Extra firm tofu makes people say “Tastes like chicken.” This tofu is often used as a meat substitute in Asian or vegetarian dishes. To make it even more firm, it can be pressed: wrap the block in paper towels and placing a weight (like a dinner plate with a soup can or two on top). Grilled or fried, it works well in pastas, sandwiches, and curries.
Silken tofu is equivalent to a thin custard, or heavy cream. It works wonderfully as a base for dips and spreads. Puréed and used as a dairy alternative, it easily mixes into soups, bakes up in tasty desserts, or scrambles like eggs.
Other types: In addition to there are dried tofu, flavored tofu, fried tofu, frozen tofu are available.
Some Tofu Recipes;
Thai Curry with Tofu:
Ingredients
1 tablespoon canola oil
1 (12 ounce) package extra-firm tofu, drained and cubed
1 tablespoon seasoned salt, or to taste
1 tablespoon butter or margarine
1 small onion, chopped
3 cloves garlic, minced
1 (10 ounce) can coconut milk
2 teaspoons curry powder
1/2 teaspoon salt
1/4 teaspoon ground black pepper
1/4 cup chopped fresh cilantro
How to make:
Heat oil in a large skillet over medium-high heat. Add tofu cubes, season with seasoned salt and fry until golden on all sides, stirring occasionally, about 15 minutes. Remove to paper towels, and set aside.

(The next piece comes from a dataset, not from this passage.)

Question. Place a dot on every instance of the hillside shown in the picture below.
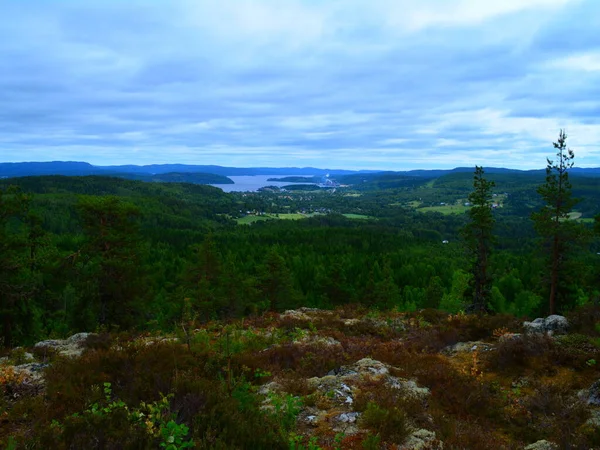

Melt butter or margarine in the same skillet over medium heat. Add the onion and garlic; cook and stir until tender. Stir in coconut milk, curry powder, salt, pepper and cilantro. Return the tofu to the skillet. Simmer over low heat for 15 minutes, stirring occasionally.
Tofu Dessert:
1 (12 ounce) package silken tofu
3 tablespoons maple syrup
2 teaspoons vanilla extract
1 cup raspberries or strawberry or blue berry (per choice)
1 pear, cored and diced
1/2 cup low fat granola
2 tablespoons raisins
How to Make:
Combine tofu, maple syrup and vanilla in blender or food processor and puree until completely smooth, then transfer to a bowl and stir in berries until mixture is slightly pink.
Layer fruity tofu in serving glasses with apple and granola, top with raisins and serve.